You can configure a Single Root I/O Virtualization (SR-IOV) device in your cluster.

Automated discovery of SR-IOV network devices

The SR-IOV Network Operator will search your cluster for SR-IOV capable network devices on worker nodes. The Operator creates and updates a SriovNetworkNodeState Custom Resource (CR) for each worker node that provides a compatible SR-IOV network device.

One CR is created for each worker node, and shares the same name as the node. The .status.interfaces list provides information about the network devices on a node.

Do not modify a SriovNetworkNodeState CR. The Operator creates and manages these resources automatically.

The following is an example of a SriovNetworkNodeState CR created by the SR-IOV Network Operator:

apiVersion: sriovnetwork.openshift.io/v1
kind: SriovNetworkNodeState
metadata:
  name: node-25 (1)
  namespace: openshift-sriov-network-operator
  ownerReferences:
  - apiVersion: sriovnetwork.openshift.io/v1
    blockOwnerDeletion: true
    controller: true
    kind: SriovNetworkNodePolicy
    name: default
spec:
  dpConfigVersion: "39824"
status:
  interfaces: (2)
  - deviceID: "1017"
    driver: mlx5_core
    mtu: 1500
    name: ens785f0
    pciAddress: "0000:18:00.0"
    totalvfs: 8
    vendor: 15b3
  - deviceID: "1017"
    driver: mlx5_core
    mtu: 1500
    name: ens785f1
    pciAddress: "0000:18:00.1"
    totalvfs: 8
    vendor: 15b3
  - deviceID: 158b
    driver: i40e
    mtu: 1500
    name: ens817f0
    pciAddress: 0000:81:00.0
    totalvfs: 64
    vendor: "8086"
  - deviceID: 158b
    driver: i40e
    mtu: 1500
    name: ens817f1
    pciAddress: 0000:81:00.1
    totalvfs: 64
    vendor: "8086"
  - deviceID: 158b
    driver: i40e
    mtu: 1500
    name: ens803f0
    pciAddress: 0000:86:00.0
    totalvfs: 64
    vendor: "8086"
  syncStatus: Succeeded
1 The value for the name parameter is the same as the name of the worker node.
2 The interfaces collection includes a list of all of the SR-IOV devices discovered by the Operator on the worker node.

Configuring SR-IOV network devices

The SR-IOV Network Operator adds the SriovNetworkNodePolicy.sriovnetwork.openshift.io Custom Resource Definition (CRD) to OpenShift Container Platform. You can configure the SR-IOV network device by creating a SriovNetworkNodePolicy Custom Resource (CR).

When applying the configuration specified in a SriovNetworkNodePolicy CR, the SR-IOV Operator may drain the nodes, and in some cases, reboot nodes. It may take several minutes for a configuration change to apply. Ensure that there are enough available nodes in your cluster to handle the evicted workload beforehand.
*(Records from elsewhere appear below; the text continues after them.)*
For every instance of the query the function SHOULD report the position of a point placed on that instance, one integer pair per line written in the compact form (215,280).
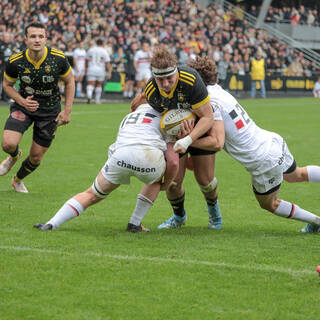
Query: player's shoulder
(56,53)
(16,57)
(188,76)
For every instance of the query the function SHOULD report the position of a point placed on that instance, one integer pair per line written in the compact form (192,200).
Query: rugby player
(140,151)
(173,87)
(96,68)
(38,68)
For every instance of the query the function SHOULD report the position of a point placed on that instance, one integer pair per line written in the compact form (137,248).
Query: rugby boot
(215,217)
(44,226)
(19,186)
(8,163)
(173,222)
(133,228)
(311,228)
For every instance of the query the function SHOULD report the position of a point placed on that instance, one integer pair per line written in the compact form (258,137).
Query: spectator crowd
(183,26)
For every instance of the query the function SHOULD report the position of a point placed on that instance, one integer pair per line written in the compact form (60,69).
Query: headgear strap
(161,73)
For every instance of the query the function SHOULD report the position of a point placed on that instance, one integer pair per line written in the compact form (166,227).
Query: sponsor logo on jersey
(135,168)
(18,115)
(26,79)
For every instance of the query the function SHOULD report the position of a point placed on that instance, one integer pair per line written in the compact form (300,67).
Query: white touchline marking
(262,268)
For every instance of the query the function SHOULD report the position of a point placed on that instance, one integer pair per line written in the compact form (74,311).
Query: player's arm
(64,115)
(27,103)
(172,166)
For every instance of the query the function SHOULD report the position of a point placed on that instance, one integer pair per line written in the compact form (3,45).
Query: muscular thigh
(203,168)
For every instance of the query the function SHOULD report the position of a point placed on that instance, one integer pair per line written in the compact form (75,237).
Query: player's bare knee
(210,186)
(8,146)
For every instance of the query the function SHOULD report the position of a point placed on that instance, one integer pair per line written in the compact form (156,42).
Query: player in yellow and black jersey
(38,69)
(188,91)
(173,87)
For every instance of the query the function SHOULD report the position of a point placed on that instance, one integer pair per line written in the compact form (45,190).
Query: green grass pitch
(258,267)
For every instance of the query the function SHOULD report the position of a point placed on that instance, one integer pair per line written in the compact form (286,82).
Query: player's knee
(97,190)
(8,146)
(209,187)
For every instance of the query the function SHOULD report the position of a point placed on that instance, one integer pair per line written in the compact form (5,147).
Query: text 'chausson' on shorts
(143,162)
(278,160)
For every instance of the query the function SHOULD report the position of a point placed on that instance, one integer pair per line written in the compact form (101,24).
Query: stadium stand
(221,32)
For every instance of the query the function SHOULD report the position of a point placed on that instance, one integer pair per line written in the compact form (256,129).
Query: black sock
(178,206)
(26,168)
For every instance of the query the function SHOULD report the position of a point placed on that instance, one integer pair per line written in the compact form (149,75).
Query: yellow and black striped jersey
(189,92)
(39,79)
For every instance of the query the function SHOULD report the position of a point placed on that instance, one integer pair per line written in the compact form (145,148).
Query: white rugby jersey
(97,58)
(80,56)
(142,127)
(143,58)
(244,140)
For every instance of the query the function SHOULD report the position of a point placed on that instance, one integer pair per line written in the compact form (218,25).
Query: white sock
(142,207)
(98,93)
(71,209)
(313,173)
(79,87)
(89,91)
(291,210)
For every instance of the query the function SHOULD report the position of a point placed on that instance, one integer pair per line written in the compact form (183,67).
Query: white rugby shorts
(278,160)
(143,162)
(143,74)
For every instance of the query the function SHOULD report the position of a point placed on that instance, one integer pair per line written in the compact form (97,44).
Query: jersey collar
(38,63)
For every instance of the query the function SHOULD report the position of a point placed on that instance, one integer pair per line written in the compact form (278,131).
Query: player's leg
(305,174)
(99,190)
(17,123)
(253,88)
(203,167)
(176,195)
(145,200)
(285,209)
(98,92)
(91,80)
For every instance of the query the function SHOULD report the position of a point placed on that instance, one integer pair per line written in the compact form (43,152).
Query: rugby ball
(171,120)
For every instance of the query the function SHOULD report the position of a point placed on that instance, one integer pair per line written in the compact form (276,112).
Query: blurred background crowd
(183,26)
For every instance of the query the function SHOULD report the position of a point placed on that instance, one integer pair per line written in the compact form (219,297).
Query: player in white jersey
(140,151)
(142,65)
(263,153)
(97,68)
(79,63)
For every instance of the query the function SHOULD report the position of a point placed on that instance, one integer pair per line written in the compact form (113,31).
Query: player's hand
(63,118)
(30,105)
(185,128)
(137,101)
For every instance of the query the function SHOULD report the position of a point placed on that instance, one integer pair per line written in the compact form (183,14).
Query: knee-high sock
(71,209)
(89,91)
(142,207)
(291,210)
(313,173)
(98,94)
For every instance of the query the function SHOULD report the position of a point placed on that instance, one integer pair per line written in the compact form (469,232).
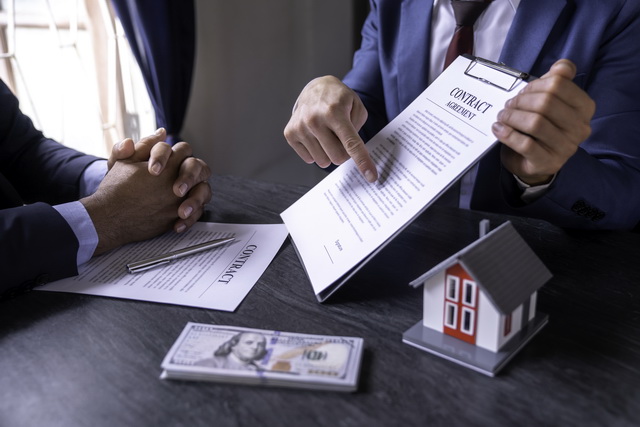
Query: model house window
(507,324)
(468,321)
(469,296)
(451,315)
(453,285)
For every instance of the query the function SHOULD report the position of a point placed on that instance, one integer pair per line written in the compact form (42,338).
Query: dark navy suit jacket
(599,187)
(36,243)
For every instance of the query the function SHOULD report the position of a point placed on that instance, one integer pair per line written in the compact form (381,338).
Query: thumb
(563,68)
(121,151)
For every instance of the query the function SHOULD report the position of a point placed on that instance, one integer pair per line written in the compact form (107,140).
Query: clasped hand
(150,188)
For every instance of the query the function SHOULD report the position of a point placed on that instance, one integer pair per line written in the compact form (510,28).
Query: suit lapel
(529,32)
(9,197)
(413,37)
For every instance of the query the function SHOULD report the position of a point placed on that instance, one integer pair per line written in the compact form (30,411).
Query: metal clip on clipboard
(498,75)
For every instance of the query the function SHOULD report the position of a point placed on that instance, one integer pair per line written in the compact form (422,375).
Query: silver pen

After the configuration update is applied, all the Pods in sriov-network-operator namespace will change to a Running status.

Prerequisites
  • Install the OpenShift Command-line Interface (CLI), commonly known as oc.

  • Log in as a user with cluster-admin privileges.

  • You must have installed the SR-IOV Operator.

Procedure
  1. Create the following SriovNetworkNodePolicy CR, and then save the YAML in the <name>-sriov-node-network.yaml file. Replace <name> with the name for this configuration.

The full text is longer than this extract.